Sosyal bilimlerde işi zorlaştıran şey, sosyal bilimlerdeki kavramların farklı olmasıdır. Her bir kavram o alanın ihtiyaçlarına göre farklı biçimlerde tanımlandığı için, sosyal gerçekliğin bütün yönlerini ortaya koyan bir üst sosyal teoride uzlaşmak pek mümkün olmamaktadır. Buna rağmen her dönemde tüm sosyal olayları birkaç faktöre dayalı olarak açıklamaya çalışan büyük teoriler oluşturulmaya çalışıldığı görülür.

Her bir sosyal bilim alanı sosyal gerçekliğin bir yönünü netleştirmeye odaklanır ve bu odaklanma ayrıntıda bilgi verirken sosyal gerçekliği diğer yönlerinden soyutlar. Çok sık başvurulan bu durum, ceteris paribus kavramı ile ifade edilir. Latince ceteris paribus, “diğer koşullar aynı kalmak şartıyla” demektir. Yani gerçek hayatta birçok koşulun etkisi altında gerçekleştiği bilinen bir durumu, ona etki eden tüm faktörleri hesaba katarak analiz etmenin zorluğu, bazen de imkânsızlığı nedeniyle, bilerek birkaç ana faktöre indirgeyerek açıklamak, bilimsel çalışmalarda başvurulan temel yöntemlerinden biridir.

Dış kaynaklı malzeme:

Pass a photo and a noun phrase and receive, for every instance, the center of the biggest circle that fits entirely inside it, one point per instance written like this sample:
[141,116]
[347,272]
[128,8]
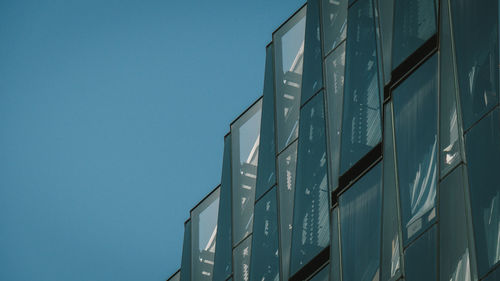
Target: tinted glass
[266,171]
[475,27]
[245,138]
[335,64]
[421,258]
[287,162]
[414,23]
[311,210]
[483,155]
[312,79]
[265,259]
[288,62]
[361,116]
[415,110]
[334,15]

Terkip ve Bölme Yanılgıları

Sosyal bilimlerde çıkarım yaparken genelde iki yönlü mantık hatalarına rastlarız. Bunlardan biri bütünün geneli için doğru ve geçerli olan bir yargıyı her bir parça için de geçerli sayma (bölme yanılgısı), diğeri de tam tersi bir bütünün parçaları için geçerli olan bir yargıyı bütün için de geçerli saymadır (terkip yanılgısı). Bu iki yanılgı bazı durumlarda çok açık bazılarında ise fark edilmesi oldukça zor biçimde ortaya çıkar.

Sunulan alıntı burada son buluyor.